Now let’s train the model by giving it data.

echo "training model ...\n";
$train_dataset = $nn->data->ImageDataGenerator($f_train_img,
    tests:$train_label,
    batch_size:64,
    shuffle:true,
    height_shift:2,
    width_shift:2,
    vertical_flip:true,
    horizontal_flip:true
);
$history = $model->fit($train_dataset,null,
    epochs:10,
    validation_data:[$f_val_img,$val_label]);
$model->save(__DIR__.'/image-classification-with-cnn.model');
# Train on 50000 samples, validation on 10000 samples
# Epoch 1/10 [.........................] 4568 sec. remain:01:23  - 4944 sec.
#  loss:1.4600 accuracy:0.4702 val_loss:1.2344 val_accuracy:0.5614
# Epoch 2/10 [.........................] 4328 sec. remain:01:18  - 4703 sec.
#  loss:1.1075 accuracy:0.6039 val_loss:1.2596 val_accuracy:0.5745
# Epoch 3/10 [.........................] 4301 sec. remain:01:18  - 4676 sec.
#  loss:0.9475 accuracy:0.6635 val_loss:1.0196 val_accuracy:0.6380
# Epoch 4/10 [.........................] 4308 sec. remain:01:18  - 4682 sec.
#  loss:0.8516 accuracy:0.6986 val_loss:0.9672 val_accuracy:0.6630
# Epoch 5/10 [.........................] 4299 sec. remain:01:18  - 4673 sec.
#  loss:0.7869 accuracy:0.7212 val_loss:1.1019 val_accuracy:0.6422
# Epoch 6/10 [.........................] 4296 sec. remain:01:18  - 4680 sec.
#  loss:0.7347 accuracy:0.7387 val_loss:0.8917 val_accuracy:0.6969
# Epoch 7/10 [.........................] 4313 sec. remain:01:18  - 4689 sec.
#  loss:0.6917 accuracy:0.7576 val_loss:0.7697 val_accuracy:0.7322
# Epoch 8/10 [.........................] 4308 sec. remain:01:18  - 4684 sec.
#  loss:0.6544 accuracy:0.7687 val_loss:0.8049 val_accuracy:0.7319
# Epoch 9/10 [.........................] 4298 sec. remain:01:18  - 4673 sec.
#  loss:0.6230 accuracy:0.7819 val_loss:1.1660 val_accuracy:0.6321
# Epoch 10/10 [.........................] 4305 sec. remain:01:18  - 4680 sec.
#  loss:0.6021 accuracy:0.7890 val_loss:0.7638 val_accuracy:0.7357
$plt->setConfig([]);
$plt->plot($mo->array($history['accuracy']),null,null,'accuracy');
$plt->plot($mo->array($history['val_accuracy']),null,null,'val_accuracy');
$plt->plot($mo->array($history['loss']),null,null,'loss');
$plt->plot($mo->array($history['val_loss']),null,null,'val_loss');
$plt->legend();
$plt->tilte('cifar10');
$plt->show();

Train Progress

I’ve learned well with this model. It doesn’t work up to 99% correct answer rate like MNIST, but this model learned CIFAR-10 even with a relatively simple CNN.

prediction

Now let’s use the trained model to predict handwriting.

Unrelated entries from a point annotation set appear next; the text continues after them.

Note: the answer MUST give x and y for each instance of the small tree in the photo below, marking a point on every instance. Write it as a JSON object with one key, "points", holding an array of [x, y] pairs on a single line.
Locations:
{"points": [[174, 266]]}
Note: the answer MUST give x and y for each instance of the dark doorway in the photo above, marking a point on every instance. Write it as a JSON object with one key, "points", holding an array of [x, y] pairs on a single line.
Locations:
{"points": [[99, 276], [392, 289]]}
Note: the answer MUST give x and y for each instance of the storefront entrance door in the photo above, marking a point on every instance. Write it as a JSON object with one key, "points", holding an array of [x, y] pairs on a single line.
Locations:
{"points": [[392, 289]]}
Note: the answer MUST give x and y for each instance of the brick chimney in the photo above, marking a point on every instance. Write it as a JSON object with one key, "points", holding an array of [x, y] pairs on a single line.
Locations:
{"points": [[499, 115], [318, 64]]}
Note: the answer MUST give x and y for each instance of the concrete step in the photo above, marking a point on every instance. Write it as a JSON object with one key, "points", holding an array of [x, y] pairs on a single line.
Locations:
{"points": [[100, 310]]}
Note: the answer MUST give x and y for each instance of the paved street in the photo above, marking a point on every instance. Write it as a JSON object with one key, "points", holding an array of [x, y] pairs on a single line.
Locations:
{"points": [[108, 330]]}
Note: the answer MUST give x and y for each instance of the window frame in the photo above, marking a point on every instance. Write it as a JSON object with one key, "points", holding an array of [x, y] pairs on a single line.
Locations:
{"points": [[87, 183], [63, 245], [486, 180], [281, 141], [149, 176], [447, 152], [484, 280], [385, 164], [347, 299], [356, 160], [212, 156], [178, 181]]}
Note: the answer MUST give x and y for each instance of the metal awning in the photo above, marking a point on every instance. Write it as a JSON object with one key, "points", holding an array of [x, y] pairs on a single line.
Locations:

$images = $test_img[[0,7]];
$labels = $test_label[[0,7]];
$predicts = $model->predict($images);

$plt->setConfig([
    'frame.xTickLength'=>0,'title.position'=>'down','title.margin'=>0,]);
[$fig,$axes] = $plt->subplots(4,4);
foreach ($predicts as $i => $predict) {
    $axes[$i*2]->imshow($images[$i]->reshape($inputShape),
        null,null,null,$origin='upper');
    $axes[$i*2]->setFrame(false);
    $label = $labels[$i];
    $axes[$i*2]->setTitle($classnames[$label]."($label)");
    $axes[$i*2+1]->bar($mo->arange(10),$predict);
}
$plt->show();

CIFAR10 Predict

You can see that the answer is generally predicted correctly. You can see that images that are lost even for humans are lost even for neural networks.